OASIS Lexicographic Infrastructure Data Model and API (LEXIDMA) TC

 View Only
  • 1.  Superscript and subscript

    Posted 01-07-2025 04:05

    Hello,

    what would be the best way to represent superscript and subscript (and other potential formatting issues) in DMLex? We have a legacy dictionary with this:
     H<sub>2</sub>O
    LEGO<sup>®</sup>

    Thanks,

    Andraž



    ------------------------------
    Andra Repar
    Jozef Stefan Institute
    ------------------------------


  • 2.  RE: Superscript and subscript

    Posted 01-07-2025 05:32

    Interesting questions.

    Many superscript and subscript characters can be represented in plain text, without inline markup, because Unicode has codepoints for them. For example, "Subscript Two" is U+2082. So you could just go for "H₂O".

    A more interesting question is, what language are you labelling "H₂O" with? It's not an expression in a natural language, is it? DMLex is intended for natural language. Chemical and mathematical notations are an edge case which DMLex has no out-of-the-box support for.

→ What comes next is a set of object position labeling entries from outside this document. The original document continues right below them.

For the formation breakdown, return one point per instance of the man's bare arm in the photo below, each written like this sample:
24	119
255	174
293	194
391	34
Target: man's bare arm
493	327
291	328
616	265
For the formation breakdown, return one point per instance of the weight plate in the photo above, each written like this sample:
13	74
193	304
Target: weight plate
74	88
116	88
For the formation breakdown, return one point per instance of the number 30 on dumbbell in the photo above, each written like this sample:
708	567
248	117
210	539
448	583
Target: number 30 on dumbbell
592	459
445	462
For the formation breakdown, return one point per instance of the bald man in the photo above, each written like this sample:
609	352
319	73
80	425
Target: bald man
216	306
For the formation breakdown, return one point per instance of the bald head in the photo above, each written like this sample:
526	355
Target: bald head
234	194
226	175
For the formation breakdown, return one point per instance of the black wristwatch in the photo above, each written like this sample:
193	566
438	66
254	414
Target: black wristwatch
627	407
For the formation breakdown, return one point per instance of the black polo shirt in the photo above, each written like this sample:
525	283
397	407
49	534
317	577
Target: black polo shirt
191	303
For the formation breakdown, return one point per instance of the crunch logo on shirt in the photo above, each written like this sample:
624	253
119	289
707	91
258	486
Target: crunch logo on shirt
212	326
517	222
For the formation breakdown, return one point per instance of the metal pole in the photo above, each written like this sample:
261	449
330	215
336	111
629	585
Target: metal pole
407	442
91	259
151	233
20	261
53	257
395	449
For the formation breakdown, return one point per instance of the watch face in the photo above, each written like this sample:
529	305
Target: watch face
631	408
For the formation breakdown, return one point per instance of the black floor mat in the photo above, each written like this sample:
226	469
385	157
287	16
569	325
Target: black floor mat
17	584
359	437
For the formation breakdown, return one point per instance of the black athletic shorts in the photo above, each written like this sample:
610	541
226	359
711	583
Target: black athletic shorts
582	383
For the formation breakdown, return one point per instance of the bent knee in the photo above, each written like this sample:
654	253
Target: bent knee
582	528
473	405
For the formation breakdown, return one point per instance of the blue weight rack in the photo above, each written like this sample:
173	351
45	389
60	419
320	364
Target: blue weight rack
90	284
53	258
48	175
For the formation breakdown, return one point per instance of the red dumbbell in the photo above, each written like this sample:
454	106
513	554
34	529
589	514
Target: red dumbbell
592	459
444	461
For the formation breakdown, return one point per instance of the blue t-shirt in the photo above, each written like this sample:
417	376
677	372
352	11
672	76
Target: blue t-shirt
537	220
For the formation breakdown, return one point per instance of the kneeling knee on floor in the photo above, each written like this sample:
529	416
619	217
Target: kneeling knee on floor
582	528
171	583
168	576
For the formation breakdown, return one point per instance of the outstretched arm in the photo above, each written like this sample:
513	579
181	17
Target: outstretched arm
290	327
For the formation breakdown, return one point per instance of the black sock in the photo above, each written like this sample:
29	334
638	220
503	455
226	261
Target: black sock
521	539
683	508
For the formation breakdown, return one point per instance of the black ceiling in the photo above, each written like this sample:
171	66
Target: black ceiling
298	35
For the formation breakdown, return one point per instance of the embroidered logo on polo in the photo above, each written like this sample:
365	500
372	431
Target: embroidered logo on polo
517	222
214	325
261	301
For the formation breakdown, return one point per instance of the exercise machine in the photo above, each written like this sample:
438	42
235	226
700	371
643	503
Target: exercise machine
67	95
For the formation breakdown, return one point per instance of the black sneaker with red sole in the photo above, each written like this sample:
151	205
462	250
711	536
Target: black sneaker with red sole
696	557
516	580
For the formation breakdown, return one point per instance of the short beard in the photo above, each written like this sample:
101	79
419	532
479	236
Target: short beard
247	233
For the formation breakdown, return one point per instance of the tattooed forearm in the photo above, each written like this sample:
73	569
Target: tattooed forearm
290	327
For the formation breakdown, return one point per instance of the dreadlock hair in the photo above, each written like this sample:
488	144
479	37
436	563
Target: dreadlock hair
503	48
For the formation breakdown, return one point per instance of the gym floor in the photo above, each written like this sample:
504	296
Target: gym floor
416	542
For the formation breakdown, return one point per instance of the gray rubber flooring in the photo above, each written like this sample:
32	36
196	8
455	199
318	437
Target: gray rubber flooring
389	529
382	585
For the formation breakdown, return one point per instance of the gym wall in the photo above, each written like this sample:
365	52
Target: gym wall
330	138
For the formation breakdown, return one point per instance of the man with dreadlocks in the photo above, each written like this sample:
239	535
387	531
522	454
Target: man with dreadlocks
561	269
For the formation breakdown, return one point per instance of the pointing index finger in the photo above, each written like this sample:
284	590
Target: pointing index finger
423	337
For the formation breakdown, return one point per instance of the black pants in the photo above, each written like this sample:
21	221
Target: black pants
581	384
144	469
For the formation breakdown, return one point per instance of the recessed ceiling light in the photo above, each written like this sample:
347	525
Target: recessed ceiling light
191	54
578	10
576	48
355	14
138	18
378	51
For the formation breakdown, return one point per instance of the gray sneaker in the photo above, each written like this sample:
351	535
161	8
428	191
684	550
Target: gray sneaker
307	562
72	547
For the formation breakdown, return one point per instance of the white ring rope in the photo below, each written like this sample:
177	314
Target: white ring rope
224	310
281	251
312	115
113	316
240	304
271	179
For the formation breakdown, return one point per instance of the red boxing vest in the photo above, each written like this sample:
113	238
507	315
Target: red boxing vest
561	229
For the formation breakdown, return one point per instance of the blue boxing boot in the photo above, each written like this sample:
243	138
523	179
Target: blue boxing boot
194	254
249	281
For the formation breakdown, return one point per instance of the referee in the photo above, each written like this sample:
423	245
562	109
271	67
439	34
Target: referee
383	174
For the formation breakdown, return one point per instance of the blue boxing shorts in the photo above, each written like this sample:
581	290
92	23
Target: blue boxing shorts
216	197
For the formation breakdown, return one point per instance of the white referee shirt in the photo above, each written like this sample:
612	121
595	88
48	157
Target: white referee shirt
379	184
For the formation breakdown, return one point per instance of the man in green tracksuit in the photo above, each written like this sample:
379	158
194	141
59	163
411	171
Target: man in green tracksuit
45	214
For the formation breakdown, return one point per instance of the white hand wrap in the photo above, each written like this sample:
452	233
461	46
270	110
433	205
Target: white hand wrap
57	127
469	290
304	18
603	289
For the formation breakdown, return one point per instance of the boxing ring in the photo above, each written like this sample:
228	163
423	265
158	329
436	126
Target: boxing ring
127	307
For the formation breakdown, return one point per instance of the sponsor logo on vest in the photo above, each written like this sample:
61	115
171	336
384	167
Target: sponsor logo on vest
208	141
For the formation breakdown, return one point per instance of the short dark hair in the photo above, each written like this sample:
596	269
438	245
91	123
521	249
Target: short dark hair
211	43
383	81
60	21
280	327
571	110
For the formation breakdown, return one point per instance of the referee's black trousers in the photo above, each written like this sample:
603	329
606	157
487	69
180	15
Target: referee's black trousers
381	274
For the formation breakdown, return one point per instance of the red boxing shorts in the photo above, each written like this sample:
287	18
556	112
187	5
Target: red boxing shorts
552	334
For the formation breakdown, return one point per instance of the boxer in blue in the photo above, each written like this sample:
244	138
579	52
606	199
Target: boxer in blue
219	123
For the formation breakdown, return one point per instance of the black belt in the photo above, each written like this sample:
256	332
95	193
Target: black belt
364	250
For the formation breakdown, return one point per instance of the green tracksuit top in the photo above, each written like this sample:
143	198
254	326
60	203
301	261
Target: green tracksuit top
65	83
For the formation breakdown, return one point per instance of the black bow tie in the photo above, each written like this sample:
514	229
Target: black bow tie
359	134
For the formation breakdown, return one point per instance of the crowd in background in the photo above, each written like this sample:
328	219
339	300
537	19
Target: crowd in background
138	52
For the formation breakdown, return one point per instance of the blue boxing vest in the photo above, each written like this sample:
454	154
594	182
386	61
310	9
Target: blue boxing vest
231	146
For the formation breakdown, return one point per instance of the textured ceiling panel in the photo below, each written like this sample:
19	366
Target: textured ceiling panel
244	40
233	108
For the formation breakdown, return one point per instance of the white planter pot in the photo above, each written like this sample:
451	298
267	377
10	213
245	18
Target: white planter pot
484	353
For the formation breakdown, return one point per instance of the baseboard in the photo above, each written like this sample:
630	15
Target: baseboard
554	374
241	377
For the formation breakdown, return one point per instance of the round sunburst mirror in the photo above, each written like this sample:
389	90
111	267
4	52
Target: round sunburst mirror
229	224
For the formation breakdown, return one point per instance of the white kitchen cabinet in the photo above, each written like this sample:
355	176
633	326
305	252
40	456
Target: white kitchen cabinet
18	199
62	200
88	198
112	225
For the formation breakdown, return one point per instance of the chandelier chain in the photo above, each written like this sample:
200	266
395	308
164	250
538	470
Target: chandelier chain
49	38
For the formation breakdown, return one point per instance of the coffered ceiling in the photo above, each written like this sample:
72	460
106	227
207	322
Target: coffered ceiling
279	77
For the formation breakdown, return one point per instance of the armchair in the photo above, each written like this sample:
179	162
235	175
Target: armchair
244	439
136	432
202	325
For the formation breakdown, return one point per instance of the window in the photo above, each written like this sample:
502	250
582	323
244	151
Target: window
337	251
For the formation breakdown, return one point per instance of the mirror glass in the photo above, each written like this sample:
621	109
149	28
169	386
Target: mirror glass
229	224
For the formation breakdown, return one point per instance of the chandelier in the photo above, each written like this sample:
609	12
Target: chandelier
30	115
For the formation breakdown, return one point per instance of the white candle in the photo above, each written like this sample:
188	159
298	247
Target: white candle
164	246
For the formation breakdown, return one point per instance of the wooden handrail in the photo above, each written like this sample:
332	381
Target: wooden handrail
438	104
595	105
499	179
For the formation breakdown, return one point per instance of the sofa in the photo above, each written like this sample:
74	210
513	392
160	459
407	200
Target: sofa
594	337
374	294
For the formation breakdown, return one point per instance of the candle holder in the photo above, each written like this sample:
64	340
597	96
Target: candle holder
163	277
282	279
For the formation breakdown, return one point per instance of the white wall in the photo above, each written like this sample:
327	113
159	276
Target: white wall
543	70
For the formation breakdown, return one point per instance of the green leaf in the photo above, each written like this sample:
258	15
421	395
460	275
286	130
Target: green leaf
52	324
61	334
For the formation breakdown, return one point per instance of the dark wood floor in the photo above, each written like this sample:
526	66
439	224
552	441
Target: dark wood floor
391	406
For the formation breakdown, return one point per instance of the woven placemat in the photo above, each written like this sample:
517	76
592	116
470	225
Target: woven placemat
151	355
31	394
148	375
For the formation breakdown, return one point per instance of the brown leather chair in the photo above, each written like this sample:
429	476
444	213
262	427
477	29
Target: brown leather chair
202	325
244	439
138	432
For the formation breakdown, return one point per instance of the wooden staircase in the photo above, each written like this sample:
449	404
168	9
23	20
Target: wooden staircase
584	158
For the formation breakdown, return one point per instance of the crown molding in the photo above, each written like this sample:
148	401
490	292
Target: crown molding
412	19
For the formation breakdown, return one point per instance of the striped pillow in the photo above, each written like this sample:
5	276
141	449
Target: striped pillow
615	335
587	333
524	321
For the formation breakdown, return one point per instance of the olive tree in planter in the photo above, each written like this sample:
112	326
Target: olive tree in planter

But you could invent a private-use language subtag for those (this is allowed for IETF language tags) and then encode the expression using any notation your software knows it should use for this "language", such as MathML or whatever.

    For the circled R ("Registered Sign", U+00AE) I would argue that it doesn't need any inline markup at all. In most fonts, this character already is rendered raised so it looks like a superscript: it is a property of the character that it should be shown like that.

    More radically, I would argue that "®" (as well as "™" and others) shouldn't be part of the headword at all. I would rather represent it as as a DMLex Label, whose semantics is "this headword is a registered trademark". The label can be shown to people as "®".

    Last but not least, DMLex has an Annotation Module but that is only intended for very specific use-cases and probably of no use for here.

    Michal



    ------------------------------
    Michal Mechura
    Faculty of Informatics Masaryk University
    ------------------------------



  • 3.  RE: Superscript and subscript

    Posted 01-07-2025 06:27
    I agree with Michal completely.
    Most formatting parts of lexicographic content is just legacy from paper time and needs to be handled differently -- and in many cases simply removed.

    Best
    Milos